Despite this longer runway, power generation equities continue to trade at historically elevated multiples, nearly three times the valuation of names like Core Scientific. This raises concerns. If AI infrastructure growth slows or if data center operators like Core Scientific are forced to scale back construction, then these utilities are overvalued and not fully accounting for the underlying risk. In LupoToro Group’s view, the market is currently mispricing risk between these two segments, over-discounting HPC operators while overvaluing power producers.
A Strategic, Risk-Aware Approach to AI Investing
LupoToro Group’s core investment thesis around AI infrastructure remains intact. The long-term trajectory for AI compute, data center development, and decentralized model deployment remains strong. But the landscape is becoming more nuanced, and investors must adjust their strategies accordingly.
The volatility seen in recent months should not overshadow the robust fundamentals underpinning companies like Core Scientific. With long-term leasing contracts in place, minimal capex exposure, and ownership of critical infrastructure assets, Core Scientific is well-positioned to benefit from the growing demand for HPC infrastructure. At its current valuation, the company appears significantly undervalued, presenting a clear case for investors seeking exposure to the real estate and infrastructure backbone of the AI revolution.

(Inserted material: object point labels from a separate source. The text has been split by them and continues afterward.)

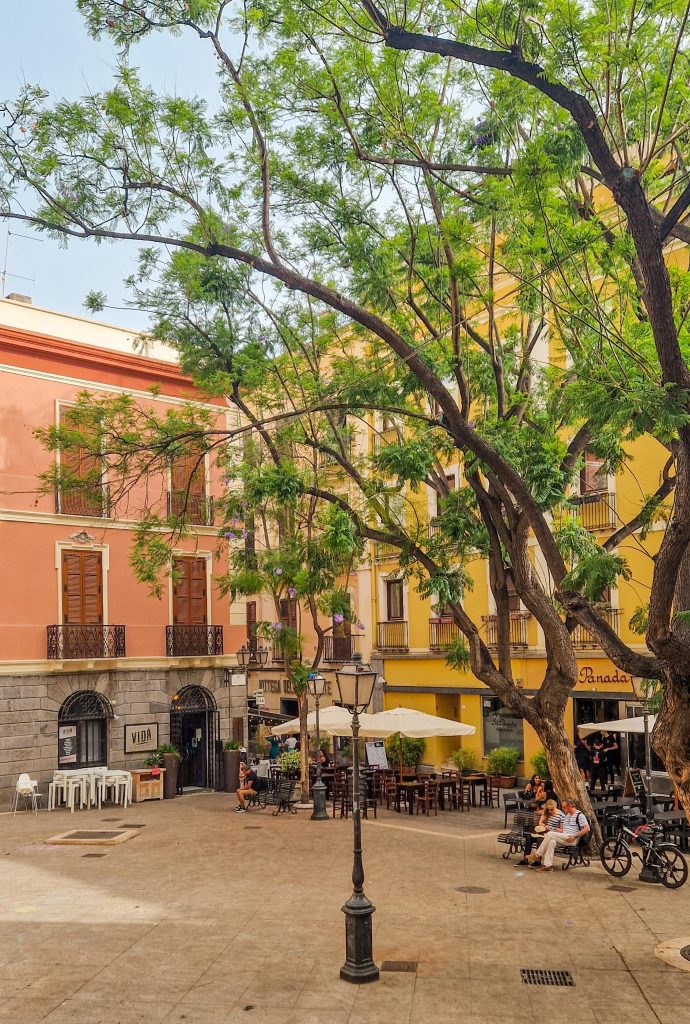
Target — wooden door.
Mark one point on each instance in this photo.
(82, 588)
(189, 592)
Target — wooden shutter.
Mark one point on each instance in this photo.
(188, 486)
(189, 592)
(82, 587)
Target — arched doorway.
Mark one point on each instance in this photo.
(193, 729)
(82, 730)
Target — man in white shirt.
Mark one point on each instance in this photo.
(572, 827)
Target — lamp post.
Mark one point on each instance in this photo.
(249, 656)
(316, 685)
(355, 685)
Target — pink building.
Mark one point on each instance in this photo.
(86, 653)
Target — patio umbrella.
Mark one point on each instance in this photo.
(406, 722)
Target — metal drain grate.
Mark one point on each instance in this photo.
(537, 976)
(400, 967)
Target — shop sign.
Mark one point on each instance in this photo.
(140, 737)
(67, 744)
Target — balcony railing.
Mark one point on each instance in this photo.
(596, 511)
(339, 648)
(193, 641)
(581, 638)
(93, 501)
(518, 630)
(392, 636)
(86, 640)
(197, 509)
(441, 633)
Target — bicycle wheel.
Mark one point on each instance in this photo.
(615, 857)
(670, 864)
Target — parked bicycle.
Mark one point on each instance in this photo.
(663, 858)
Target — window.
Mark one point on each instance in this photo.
(593, 476)
(189, 606)
(84, 492)
(187, 496)
(394, 603)
(502, 726)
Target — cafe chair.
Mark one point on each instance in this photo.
(26, 787)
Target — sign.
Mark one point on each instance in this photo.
(635, 784)
(140, 737)
(376, 754)
(67, 744)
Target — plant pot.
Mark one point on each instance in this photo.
(171, 764)
(230, 771)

While AI models are evolving and headlines may continue to sway markets in the short term, patient investors who focus on asset ownership, long-term earnings potential, and enterprise value-to-infrastructure ratios stand to outperform. LupoToro Group analysts advise maintaining a disciplined, fundamentals-first approach, identifying where true value lies beneath the noise.
In summary, the path forward for AI infrastructure investing lies not in chasing speculative hype, but in backing the builders of tomorrow’s compute layer. And in that context, Core Scientific, among others, may be one of the most overlooked and mispriced opportunities in today’s market.